Of the 65.1 million people in 2023 who self-identified as Hispanic or Latino, 67% (43.7 million) were native born and 33% (21.5 million) were immigrants,
Not surprising then, California and Texas are by far the largest contributors of remittances to Mexico. These two states, which have the highest overall populations and highest percentages of Hispanic residents, sent $20.4 billion and $9 billion, respectively to families in Mexico, according to 2024 data from the Bank of Mexico.
Remittances compared to the size of the state work force
Looking at remittances compared to the number of employees in each state confirms the demographics of the labor force working in the food and health services and construction industries.
You would expect the border states that have the highest percentage of Hispanic residents and California and Texas, the states with the two largest Hispanic populations, to have the highest ratio of remittances to the total number of employees. Nevada is right up there, reflecting the large number of hospitality employees. And the several Sun Belt and mid-Atlantic states, reflecting the higher demand for construction workers.
Read more of RSM’s insights on the economy and the middle market.
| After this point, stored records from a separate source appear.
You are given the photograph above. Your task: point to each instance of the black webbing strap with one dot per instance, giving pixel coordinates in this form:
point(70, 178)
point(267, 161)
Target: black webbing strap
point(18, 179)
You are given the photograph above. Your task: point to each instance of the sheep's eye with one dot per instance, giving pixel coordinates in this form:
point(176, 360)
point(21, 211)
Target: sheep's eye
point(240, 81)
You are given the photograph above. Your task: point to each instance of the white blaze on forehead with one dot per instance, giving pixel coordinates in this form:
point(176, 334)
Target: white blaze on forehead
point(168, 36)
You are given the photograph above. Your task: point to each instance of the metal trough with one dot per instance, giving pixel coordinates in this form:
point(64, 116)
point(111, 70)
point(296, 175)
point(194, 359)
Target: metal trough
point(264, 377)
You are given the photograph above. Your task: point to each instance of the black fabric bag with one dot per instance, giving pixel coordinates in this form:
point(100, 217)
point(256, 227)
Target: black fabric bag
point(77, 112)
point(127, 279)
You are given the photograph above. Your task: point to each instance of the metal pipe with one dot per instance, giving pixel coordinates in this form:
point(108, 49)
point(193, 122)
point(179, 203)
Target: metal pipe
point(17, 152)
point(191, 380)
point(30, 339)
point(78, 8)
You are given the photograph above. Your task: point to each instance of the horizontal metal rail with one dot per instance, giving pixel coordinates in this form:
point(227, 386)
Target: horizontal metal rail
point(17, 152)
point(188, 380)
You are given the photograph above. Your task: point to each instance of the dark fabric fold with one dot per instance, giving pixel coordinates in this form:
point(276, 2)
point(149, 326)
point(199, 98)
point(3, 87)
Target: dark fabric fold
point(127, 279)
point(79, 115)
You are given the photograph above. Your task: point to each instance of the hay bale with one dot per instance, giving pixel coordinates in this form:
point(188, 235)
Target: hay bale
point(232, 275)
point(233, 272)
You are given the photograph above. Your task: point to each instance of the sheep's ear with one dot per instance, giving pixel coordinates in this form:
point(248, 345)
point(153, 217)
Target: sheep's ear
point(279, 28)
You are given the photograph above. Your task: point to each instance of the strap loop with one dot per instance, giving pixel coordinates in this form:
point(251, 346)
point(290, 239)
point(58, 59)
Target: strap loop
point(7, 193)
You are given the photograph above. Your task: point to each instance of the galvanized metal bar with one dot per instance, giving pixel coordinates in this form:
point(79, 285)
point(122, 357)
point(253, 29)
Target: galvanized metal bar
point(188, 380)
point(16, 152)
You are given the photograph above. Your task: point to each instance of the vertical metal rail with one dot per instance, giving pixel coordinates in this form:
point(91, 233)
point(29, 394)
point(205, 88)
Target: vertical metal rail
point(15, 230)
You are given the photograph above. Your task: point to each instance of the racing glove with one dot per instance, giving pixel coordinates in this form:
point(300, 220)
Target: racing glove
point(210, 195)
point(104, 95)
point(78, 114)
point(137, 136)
This opens the conversation of who will fill the roles for which immigrant workers are now responsible should those workers be sent home and immigration closed?
The U.S. labor market remains tighter than it has been historically. And as we saw during the pandemic, any further loss of workers would most likely result in higher labor costs in the health care, hospitality and construction industries.
The takeaway
We have made the case for some time that the U.S. labor market is historically tight. Current immigration policy will put a growing constraint on U.S. labor supply and forced deportations will create the conditions in which wage pressures will create risks to the inflationary outlook.
The economic interdependence between the U.S. and Mexico is significant and unwinding it will be painful on both sides of the border.
If this is not carefully managed it will most likely result in a greater crisis at the border and an unnecessary human tragedy in terms of migration of people searching for work that would have not occurred otherwise.